The key point about this home page, though, concerns the sidebar. It’s not something I explicitly added within Elementor, although it is an Elementor template itself. Nor will you find it specified in the Astra Pro theme configuration area, although you will find what you think ought to be the place where you tell the theme which sidebar to use (Appearance -> Customization -> Sidebar):
The Astra Pro theme I’m using let’s you specify not only a default sidebar layout but also specific choices, if you choose, for Pages, Blog Posts and Archives. It even lets you specify the percentage width of the sidebar.
But nowhere does it let you specify the actual sidebar to use.
Instead, that’s done over in the Appearance -> Widgets area:
The theme’s Main Sidebar is configured to contain an Elementor Library widget which in turn uses the Elementor sidebar template I created (which I called Standard Right Sidebar).

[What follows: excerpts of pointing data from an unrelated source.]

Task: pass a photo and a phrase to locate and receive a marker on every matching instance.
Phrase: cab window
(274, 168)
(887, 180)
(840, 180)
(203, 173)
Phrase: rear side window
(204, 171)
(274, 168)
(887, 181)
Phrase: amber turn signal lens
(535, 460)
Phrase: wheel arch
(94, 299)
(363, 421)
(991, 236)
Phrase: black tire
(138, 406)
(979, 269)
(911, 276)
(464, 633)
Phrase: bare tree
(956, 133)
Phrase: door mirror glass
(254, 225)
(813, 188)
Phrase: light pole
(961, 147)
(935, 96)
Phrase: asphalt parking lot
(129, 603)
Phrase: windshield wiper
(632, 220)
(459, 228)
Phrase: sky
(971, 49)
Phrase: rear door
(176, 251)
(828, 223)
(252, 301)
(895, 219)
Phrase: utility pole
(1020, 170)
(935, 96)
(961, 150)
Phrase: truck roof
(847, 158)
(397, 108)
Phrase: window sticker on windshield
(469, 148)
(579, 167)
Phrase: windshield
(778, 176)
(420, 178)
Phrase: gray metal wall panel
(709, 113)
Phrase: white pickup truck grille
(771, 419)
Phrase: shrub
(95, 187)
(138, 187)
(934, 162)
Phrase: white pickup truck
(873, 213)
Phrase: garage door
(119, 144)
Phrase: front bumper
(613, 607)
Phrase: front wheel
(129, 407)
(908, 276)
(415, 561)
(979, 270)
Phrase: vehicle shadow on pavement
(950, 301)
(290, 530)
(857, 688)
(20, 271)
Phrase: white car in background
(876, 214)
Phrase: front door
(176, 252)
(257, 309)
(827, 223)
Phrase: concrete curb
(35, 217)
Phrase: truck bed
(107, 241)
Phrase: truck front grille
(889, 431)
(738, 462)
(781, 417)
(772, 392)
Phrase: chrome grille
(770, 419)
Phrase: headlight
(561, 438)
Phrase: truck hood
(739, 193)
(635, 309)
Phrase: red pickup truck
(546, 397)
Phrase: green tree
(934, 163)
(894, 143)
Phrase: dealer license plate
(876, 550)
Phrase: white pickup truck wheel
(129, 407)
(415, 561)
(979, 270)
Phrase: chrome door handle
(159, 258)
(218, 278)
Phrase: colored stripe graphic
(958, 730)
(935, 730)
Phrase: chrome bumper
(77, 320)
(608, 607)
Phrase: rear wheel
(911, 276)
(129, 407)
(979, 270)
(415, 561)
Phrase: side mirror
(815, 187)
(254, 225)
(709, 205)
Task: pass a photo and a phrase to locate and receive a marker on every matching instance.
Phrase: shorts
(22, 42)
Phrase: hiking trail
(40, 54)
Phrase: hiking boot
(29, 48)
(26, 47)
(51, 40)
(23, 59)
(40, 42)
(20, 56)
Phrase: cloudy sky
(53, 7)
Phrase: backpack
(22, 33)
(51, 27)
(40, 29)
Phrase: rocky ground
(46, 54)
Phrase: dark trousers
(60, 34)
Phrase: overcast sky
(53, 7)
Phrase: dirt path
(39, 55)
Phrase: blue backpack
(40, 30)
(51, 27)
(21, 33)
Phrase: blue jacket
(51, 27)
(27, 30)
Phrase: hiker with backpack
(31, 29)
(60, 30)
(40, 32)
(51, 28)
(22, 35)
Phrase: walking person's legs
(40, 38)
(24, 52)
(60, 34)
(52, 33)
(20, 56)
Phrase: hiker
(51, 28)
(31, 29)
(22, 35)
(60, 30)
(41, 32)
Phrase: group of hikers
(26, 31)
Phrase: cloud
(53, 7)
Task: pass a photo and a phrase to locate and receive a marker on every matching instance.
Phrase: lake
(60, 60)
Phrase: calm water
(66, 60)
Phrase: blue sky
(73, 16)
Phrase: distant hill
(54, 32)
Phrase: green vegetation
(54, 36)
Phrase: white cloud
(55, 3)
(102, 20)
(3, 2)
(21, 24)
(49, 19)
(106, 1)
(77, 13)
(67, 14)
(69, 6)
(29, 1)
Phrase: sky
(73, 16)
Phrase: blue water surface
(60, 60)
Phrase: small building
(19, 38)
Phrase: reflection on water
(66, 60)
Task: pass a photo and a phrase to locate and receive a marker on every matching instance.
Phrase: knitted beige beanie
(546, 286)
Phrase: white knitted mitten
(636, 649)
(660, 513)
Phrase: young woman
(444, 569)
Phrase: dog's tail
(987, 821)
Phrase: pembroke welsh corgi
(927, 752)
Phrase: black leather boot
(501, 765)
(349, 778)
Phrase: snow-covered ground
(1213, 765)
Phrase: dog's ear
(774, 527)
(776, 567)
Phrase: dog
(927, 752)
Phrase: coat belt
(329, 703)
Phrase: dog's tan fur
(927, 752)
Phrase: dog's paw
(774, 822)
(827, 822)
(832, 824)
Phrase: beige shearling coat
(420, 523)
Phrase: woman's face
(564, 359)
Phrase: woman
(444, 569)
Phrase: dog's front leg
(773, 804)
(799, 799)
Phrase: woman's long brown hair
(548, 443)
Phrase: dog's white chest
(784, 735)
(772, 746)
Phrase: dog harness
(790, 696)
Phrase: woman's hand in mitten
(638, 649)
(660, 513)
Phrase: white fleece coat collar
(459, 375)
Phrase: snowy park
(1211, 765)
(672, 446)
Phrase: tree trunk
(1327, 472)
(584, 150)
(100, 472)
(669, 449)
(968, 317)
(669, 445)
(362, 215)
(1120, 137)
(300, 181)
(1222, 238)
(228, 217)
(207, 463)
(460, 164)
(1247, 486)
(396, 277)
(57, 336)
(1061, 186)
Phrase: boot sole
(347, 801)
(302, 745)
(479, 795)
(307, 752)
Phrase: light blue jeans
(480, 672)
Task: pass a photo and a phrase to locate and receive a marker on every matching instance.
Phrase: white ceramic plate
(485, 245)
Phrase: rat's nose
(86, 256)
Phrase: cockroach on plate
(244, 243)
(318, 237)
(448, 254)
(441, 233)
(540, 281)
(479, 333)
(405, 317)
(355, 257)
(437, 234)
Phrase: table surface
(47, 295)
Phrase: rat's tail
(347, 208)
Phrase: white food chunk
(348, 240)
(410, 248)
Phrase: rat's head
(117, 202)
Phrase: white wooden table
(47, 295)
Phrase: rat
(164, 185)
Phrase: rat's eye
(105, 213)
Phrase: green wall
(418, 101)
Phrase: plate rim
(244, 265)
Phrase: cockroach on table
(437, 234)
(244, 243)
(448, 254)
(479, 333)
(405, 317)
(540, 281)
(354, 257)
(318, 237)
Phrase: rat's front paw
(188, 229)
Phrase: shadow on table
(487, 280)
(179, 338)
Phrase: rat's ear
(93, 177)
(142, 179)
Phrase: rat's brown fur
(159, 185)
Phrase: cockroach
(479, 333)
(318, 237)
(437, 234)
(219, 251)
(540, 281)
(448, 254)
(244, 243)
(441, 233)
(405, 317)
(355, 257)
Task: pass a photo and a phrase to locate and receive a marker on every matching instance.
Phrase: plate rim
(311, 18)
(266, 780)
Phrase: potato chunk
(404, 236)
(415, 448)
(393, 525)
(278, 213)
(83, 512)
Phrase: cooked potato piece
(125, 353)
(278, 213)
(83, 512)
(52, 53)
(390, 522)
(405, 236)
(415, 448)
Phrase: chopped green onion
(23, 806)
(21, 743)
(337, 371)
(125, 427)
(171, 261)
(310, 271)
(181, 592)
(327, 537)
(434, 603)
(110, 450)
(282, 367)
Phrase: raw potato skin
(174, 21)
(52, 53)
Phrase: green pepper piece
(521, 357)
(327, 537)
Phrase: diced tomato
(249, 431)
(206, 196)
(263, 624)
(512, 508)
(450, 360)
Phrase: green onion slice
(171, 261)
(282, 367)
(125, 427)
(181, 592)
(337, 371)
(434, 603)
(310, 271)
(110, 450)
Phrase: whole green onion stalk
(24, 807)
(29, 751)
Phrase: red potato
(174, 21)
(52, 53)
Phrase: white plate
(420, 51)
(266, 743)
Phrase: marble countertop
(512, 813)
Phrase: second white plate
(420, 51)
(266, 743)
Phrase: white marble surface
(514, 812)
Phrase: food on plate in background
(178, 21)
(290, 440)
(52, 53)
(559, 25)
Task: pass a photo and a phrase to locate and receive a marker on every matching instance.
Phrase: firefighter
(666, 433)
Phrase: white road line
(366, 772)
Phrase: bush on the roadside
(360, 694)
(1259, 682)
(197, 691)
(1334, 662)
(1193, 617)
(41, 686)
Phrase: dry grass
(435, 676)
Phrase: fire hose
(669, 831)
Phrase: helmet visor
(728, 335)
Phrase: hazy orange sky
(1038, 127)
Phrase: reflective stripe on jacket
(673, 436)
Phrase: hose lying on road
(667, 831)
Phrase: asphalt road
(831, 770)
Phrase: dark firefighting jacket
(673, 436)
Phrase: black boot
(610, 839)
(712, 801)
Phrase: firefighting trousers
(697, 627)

I don’t know about you but it is not intuitively obvious that this is how I should configure a theme’s sidebar when, for example, I was able to set a condition on the Elementor header and footer templates to be used throughout the site.
Creating an Archive Page
The last example I’ll share is the archive page I created with Elementor. By this point it should look pretty straightforward:
The only separate content on this template are the archive title (an Elementor widget which displays the filter defining the archive) and an archive posts widget. Everything else is either defined elsewhere (header, footer, sidebar) or the result of setting Elementor properties (e.g., the style in which the excerpts are presented).
The key thing about an Elementor archive template is that it will be used by WordPress to present whatever archives it produces, subject to the conditions you define for usage in Elementor:
In my case I just wanted one archive template active so I set the Elementor conditions to “All Archives”. But you can get more creative than that.